I was sitting in my backyard the other night feeling a little lost. The past week was a rough one, and for the first time in days, I felt like the weight of the world had finally been lifted.
I turned off the computer, left the phone in the house and sat with my feet in the grass, admiring the hydrangea that has given me a trio of purple blooms. It took long enough — five, maybe six years. Mom told me I should fertilize it, but in my yard, it’s equal treatment for all. Either they live with what Mother Nature provides or they don’t.
Thanks to the high winds of a couple weeks ago, my purple delphinium provided little opportunity for admiration before its top-heavy blooms were knocked to the ground. The flower is a favorite of mine, and the envy of my neighbor on the other side of the fence. Each and every year, she marvels about its vibrant colors.
Next year, though, I’ll have to admire it by myself, unless, perhaps, whoever comes to occupy the house next door likes purple as much as I do.
That’s part of why I’m feeling a little down this week. My neighbors have moved.
I suppose it may seem silly to some. I mean, we all lead busy lives today — we come and go and do our own thing. People spend more time scrolling through their Facebook feed than developing friendships with the neighbors next door.
I was lucky, though, to have forged a friendship with a family of four and one very lovable pooch named Terry. I miss all five of them equally, though I know the kids will be back in town soon enough for work, school and the county fair.
But they won’t be next door — not anymore.
For nearly a decade the kids have been in my life, my mentees. I took them to 4-H meetings, kept them on task to complete 4-H fair projects and burst with pride at every accomplishment they had.

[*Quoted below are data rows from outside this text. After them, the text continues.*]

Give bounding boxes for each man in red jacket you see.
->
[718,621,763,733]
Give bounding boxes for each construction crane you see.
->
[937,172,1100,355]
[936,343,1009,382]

I saw the shy young girl struggle through her first demonstration become the girl who sang from the heart in an auditorium filled with onlookers. I watched a boy and his dog — purchased from the animal shelter — garner purple ribbon after purple ribbon. I witnessed two young kids become confident teens, and I pray they find their place in this too-often unkind world.
So to the woman who always called me You-lee and endured our same struggle to communicate, to the man who patiently tended slabs of meat on the grill — causing delicious smells to be carried into my backyard and to the kids who have provided me with much laughter, a little stress and now a few tears, thanks for being such wonderful neighbors.